Генетические исследования с использованием мышиных моделей показали, что делеция белков TET во многих случаях не приводит к простому эффекту "включения/выключения" экспрессии генов. Вместо этого она влияет на величину экспрессии генов и нарушает оптимальные уровни экспрессии генов (34, 42). Примером может служить ген Zbtb7b (42).

В целом, эти исследования показывают, что белки TET, опосредуя деметилирование ДНК регуляторных элементов на ранних стадиях развития, защищают активность этих элементов на более поздних стадиях развития для сохранения стабильной и оптимальной экспрессии генов.

Делеция одного или нескольких членов семейства белков TET влияет на развитие и функционирование различных подмножеств Т-клеток. В частности, делеция Tet2 нарушает дифференцировку Th1 и Th17 клеток (33) и нарушает секрецию цитокинов из-за аберрантного метилирования энхансерных элементов (рис. 1). Кроме того, предполагается, что TET2 регулирует деметилирование ДНК регуляторных элементов Th1 и Th17, взаимодействуя со специфическими для данной линии транскрипционными факторами (33). Более того, делеция Tet2 выявила перекос клеток в сторону фолликулярных Th (Tfh) клеток в модели инфекции вируса лимфоцитарного хориоменингита (43) (рис. 1). Авторы предположили, что TET2 рекрутируется FOXO1 и RUNX1 в определенных геномных локусах для опосредования деметилирования ДНК и индукции экспрессии генов, вовлеченных в подавление судьбы Tfh (43).

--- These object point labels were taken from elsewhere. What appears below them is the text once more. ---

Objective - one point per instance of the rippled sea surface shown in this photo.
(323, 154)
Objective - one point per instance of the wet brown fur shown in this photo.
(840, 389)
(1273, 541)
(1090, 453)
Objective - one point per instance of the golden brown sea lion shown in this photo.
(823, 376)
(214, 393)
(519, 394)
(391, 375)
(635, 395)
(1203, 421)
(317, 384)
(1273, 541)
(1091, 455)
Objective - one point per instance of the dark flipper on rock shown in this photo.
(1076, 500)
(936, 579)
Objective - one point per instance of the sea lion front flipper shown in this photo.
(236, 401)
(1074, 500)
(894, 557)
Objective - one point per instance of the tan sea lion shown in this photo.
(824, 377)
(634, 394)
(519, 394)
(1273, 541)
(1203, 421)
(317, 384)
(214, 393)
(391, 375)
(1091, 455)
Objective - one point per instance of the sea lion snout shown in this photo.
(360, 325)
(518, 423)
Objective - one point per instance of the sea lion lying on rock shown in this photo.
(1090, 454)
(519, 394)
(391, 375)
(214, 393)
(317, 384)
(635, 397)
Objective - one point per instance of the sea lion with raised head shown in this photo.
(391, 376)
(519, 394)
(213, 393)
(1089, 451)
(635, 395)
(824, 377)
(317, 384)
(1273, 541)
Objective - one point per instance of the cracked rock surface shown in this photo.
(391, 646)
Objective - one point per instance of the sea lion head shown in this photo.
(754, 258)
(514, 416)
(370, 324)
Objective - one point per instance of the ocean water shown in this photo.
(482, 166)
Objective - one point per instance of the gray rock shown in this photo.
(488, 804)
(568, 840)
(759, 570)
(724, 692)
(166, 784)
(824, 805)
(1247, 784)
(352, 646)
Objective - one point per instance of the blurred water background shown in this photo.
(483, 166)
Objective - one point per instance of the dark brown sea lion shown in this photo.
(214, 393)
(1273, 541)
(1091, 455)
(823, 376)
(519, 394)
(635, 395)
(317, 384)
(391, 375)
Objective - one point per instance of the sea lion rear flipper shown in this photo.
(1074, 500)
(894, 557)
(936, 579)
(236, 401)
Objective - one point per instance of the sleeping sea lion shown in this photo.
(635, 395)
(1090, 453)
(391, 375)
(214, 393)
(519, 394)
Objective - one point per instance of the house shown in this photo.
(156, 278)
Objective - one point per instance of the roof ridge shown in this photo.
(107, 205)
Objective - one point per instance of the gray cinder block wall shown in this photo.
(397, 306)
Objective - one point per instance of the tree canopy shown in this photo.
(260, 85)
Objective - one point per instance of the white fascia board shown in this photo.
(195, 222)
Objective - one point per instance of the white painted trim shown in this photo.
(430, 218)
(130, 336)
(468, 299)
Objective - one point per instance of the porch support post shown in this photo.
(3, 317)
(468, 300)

Обширные исследования выявили критическую и плейотропную роль белков TET в формировании качественных особенностей и функции Treg (рис. 1). Помимо хорошо известной роли белков TET в регуляции деметилирования ДНК в локусе CNS2 Foxp3, что поддерживает стабильность его экспрессии, белки TET играют дополнительную роль после дифференцировки CD4 клеток в Tregs клетки. Специфическая абляция Tet2 и Tet3 в Tregs у мышей обусловленных Foxp3-cre показала, что Tet2/3-дефицитные Tregs постепенно проявляют воспалительный фенотип, характеризующийся перекосом в сторону вспомогательных линий, секрецией IL-17 и аномальной пролиферацией (44, 45).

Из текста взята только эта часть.